第6話  百里通し+俯瞰

 トールは双子と共に、フラウハラウを出て街道上を魔機車で走っていた。


 目的地はカーラルという小さな町だ。

 もともと、旧文明の遺跡ストフィ・シティに集まっている強力な魔機獣を警戒して作られた町とのことだが、魔機獣がストフィ・シティから出てこないため次第に存在感が薄れ、廃墟が目立つほど人口の少ない町となっている。

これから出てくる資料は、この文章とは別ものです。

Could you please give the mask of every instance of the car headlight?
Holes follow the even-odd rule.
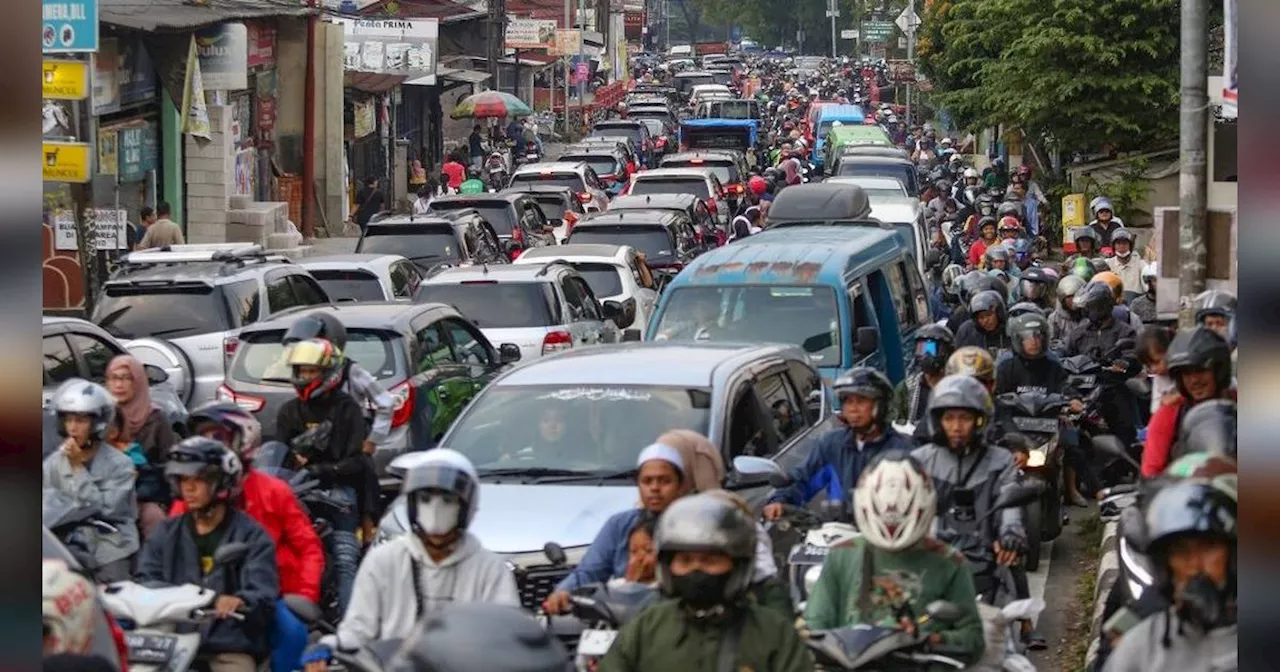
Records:
[[[1134,553],[1133,549],[1129,548],[1129,543],[1125,541],[1124,537],[1120,537],[1120,563],[1124,565],[1125,571],[1128,572],[1130,582],[1136,579],[1139,584],[1150,586],[1154,579],[1143,560],[1145,558],[1140,558]],[[1141,594],[1141,592],[1137,591],[1135,595]]]
[[[813,587],[818,585],[818,578],[822,576],[822,565],[814,565],[804,570],[804,594],[813,594]]]
[[[1045,462],[1048,462],[1048,461],[1049,461],[1049,453],[1042,448],[1036,448],[1035,450],[1032,450],[1031,453],[1027,456],[1027,466],[1032,468],[1043,467],[1045,465]]]
[[[1137,581],[1134,581],[1133,579],[1128,579],[1128,583],[1129,583],[1129,598],[1136,602],[1139,598],[1142,597],[1142,592],[1145,591],[1147,587],[1142,585],[1141,583],[1138,583]]]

 エミライアから聞いたストフィ・シティの情報を紙にまとめながら、ユーフィがトールに声をかける。


「Aランクの魔機獣が住み着いているとなると、役に立てないですね、私たち」

「悪いとは思うが、留守を頼む。今回は一人の方が動きやすい」

「足を引っ張りたくないですから、お留守番しています」

「情報収集くらいはできるといいんですけど」


 何か仕事はないかと頭を悩ませている双子に苦笑する。


「のんびり構えていろよ」

「何か仕事をしてないと落ち着かないんですよね。始教典の内容も気になります」

「それっぽいものを片端から拾ってくるから、分析を頼めるか?」

「あ、それいいですね。トールさん、旧文明の文字は読めないですよね?」

「多少は読めるぞ。ただ、Aランクの魔機獣の群れに突っ込むんだ。さすがに調べながらってわけにもいかないから、歴史的に重要な文献とかが紛れているかもしれない。それの対応も頼む」


 冒険者ギルドに報告すれば研究者に渡りをつけてくれるだろうが、双子ならば研究者を頼らずともある程度は調べられるだろう。


「任せてください!」


 仕事ができたことで嬉しそうな双子の仕事中毒ぶりを笑っていると、カーラルが見えてきた。

 分厚い防壁に囲まれている。町というよりも砦といった趣の重厚感だった。

 関らしきものもない。門をくぐると、平屋建ての建物が並ぶさびれた大通りが奥へと続いていた。


「あ、その右の建物、冒険者ギルドですよ」


 メーリィが道の右側を指さす。

 おそらくはこの通り唯一の二階建ての建物だ。門のすぐそばに軒を構えているのは、このカーラルが魔機獣に備えて建設されているからだろう。

 しかし、建設当時は魔機車が存在していなかったらしく、ギルドの裏にある駐車場には回り道をしないとたどり着けないようだ。

 徐行運転しながら適当な道を曲がり、ギルドの裏手に回り込む。


「不便な町だな」


 駐車場に魔機車を停めて運転席を降りる。

 すると、ギルドの裏口が中から開けられた。

 てっきりギルドの職員が出てきたのかと思ったが、出てきた人物のニヤニヤと嫌味な笑みを浮かべる顔を見て、トールはうんざりした顔をする。


「ファライ……」


 名前を呟くと、百里通しのファライは笑みを深めた。

 トールとさほど歳の違わない、二十代半ばの青年である。線の細さを強調する服装は飾り気はないもののセンスが良い。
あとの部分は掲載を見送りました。